Why Tanzania’s new excise duty puts the EAC at a crossroads

In July this year, Tanzania quietly tucked into its Finance Act a new excise duty on goods supplied from fellow East African Community (EAC) member states. On paper, it looked like just another tax tweak. In practice, it struck at the very heart of the EAC integration dream.

The EAC Treaty and the Common Market Protocol are not just decorative documents gathering dust in Arusha. They are the glue binding together six economies promising citizens, and businesses alike, that goods, services, and investments will move freely without the old barriers that made cross-border trade a nightmare.

The principle is simple: if you can sell it in Nairobi or Kigali, you should be able to sell it in Dar es Salaam under the same rules. But these new discriminatory excise duties rewrite those rules. They send a blunt message: ‘Your goods are less welcome here.’ That message is not only illegal under the Treaty, but also politically toxic.

For Kenyan, Ugandan, or Rwandan businesses exporting into Tanzania, the effects are already being felt. Manufacturers are suffering immediate higher costs, delayed shipments, and having to scramble for exemptions.

For ordinary consumers, it will translate into pricier products and fewer choices. And for governments, it creates an awkward diplomatic moment: how do you talk about a ‘single market’ when one partner has just built a new wall?

Within days of the measure, trade diplomats were firing off protest notes, companies were calling their lawyers, and regional business councils were warning of a chilling effect on investment.

Trust, which is a currency of integration took a hit. The EAC is no stranger to trade spats. But here’s the danger: when one state breaks the rules and faces no real consequences, others are tempted to do the same.

Before long, a single breach snowballs into tit-for-tat protectionism. That’s how integration projects die. Not with one big blow, but with small, accumulating betrayals.

Investors are watching too.

If the perception grows that Treaty commitments can be shelved at will, boardrooms will quietly move capital to markets where the rules are clearer.

Tanzania, ironically, may be the biggest loser in that scenario, as it competes fiercely with its neighbours for manufacturing investment and logistics hubs.

Here’s the hopeful part: integration blocs often grow stronger after a near-crisis. The European Union only deepened its rulebook after members repeatedly tested the boundaries.

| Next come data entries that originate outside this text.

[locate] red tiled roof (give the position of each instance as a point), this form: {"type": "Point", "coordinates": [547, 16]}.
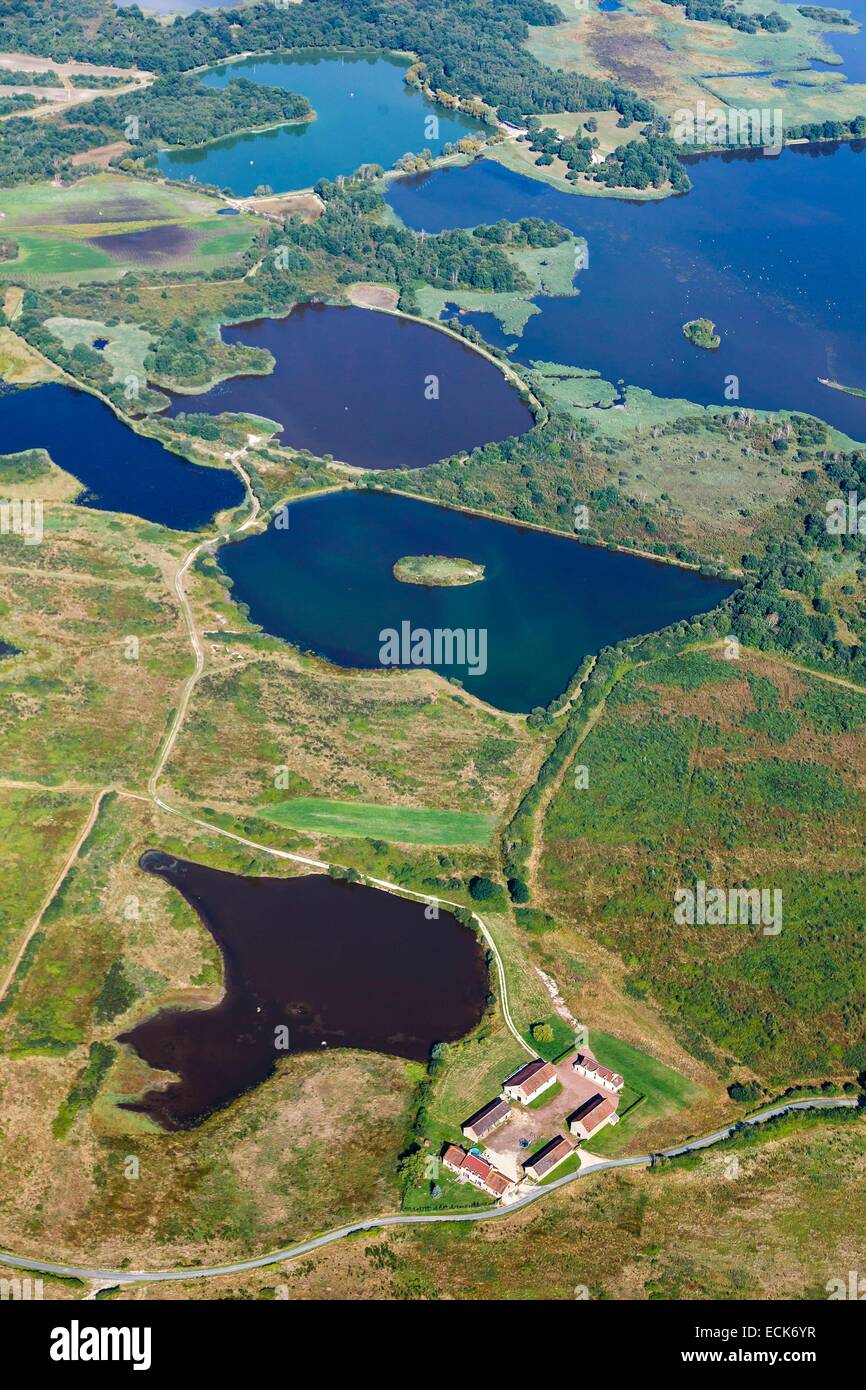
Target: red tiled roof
{"type": "Point", "coordinates": [498, 1182]}
{"type": "Point", "coordinates": [489, 1115]}
{"type": "Point", "coordinates": [592, 1112]}
{"type": "Point", "coordinates": [549, 1155]}
{"type": "Point", "coordinates": [588, 1061]}
{"type": "Point", "coordinates": [492, 1179]}
{"type": "Point", "coordinates": [471, 1164]}
{"type": "Point", "coordinates": [533, 1076]}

The EAC can seize this moment to do the same by forging ahead at breakneck pace with long-stalled plans to harmonise taxation and by giving its institutions sharper teeth to ensure compliance.

Read: Kenya, EAC States dominate global trade obstacle warnings

Ultimately it is the East African citizens who will suffer the most and therefore Tanzania should clarify whether this excise duty is a temporary protective measure or a permanent shift. The worst thing for the market is uncertainty.

Partner states should also think about a two-pronged approach: push diplomatically for Tanzania to repeal the discriminatory elements of the excise duty while also pursuing legal remedies at the East African Court of Justice.

Indeed, there has been some recent reporting that an urgent injunction request was filed at the EACJ by a Kenyan manufacturer of matches as their products in Tanzania increased in price seemingly overnight, having read the arguments, it seems impossible that this injunction would not be granted.

Finally, the EAC Secretariat must show it is more than a spectator by convening urgent talks and insisting on a corrective roadmap.

This is not just about a new finance act in a sovereign nation; it is about political will. Do EAC leaders mean it when they speak of integration as Africa’s future, or is the Treaty just a convenient slogan? Besides the action comes on the heal of the expiry of the AGOA deal with the US which should have signaled the need for increased intra-African trade.

The region’s citizens deserve an answer. And businesses, which have invested billions on the promise of one market, cannot wait forever nor should they.

If Tanzania’s July decision becomes the new normal, then the dream of a borderless East African economy will become a nightmare fraught with unilateral protectionist policies. Actions such as these not only undermine collective external bargaining power but saw mistrust into future common markets.

But if leaders grasp the moment, enforce the rules, and recommit to the hard work of integration, this crisis could yet be remembered not as an unraveling, but as a true test of the EAC’s systems, which will hopefully prove to stand the test of time and regimes.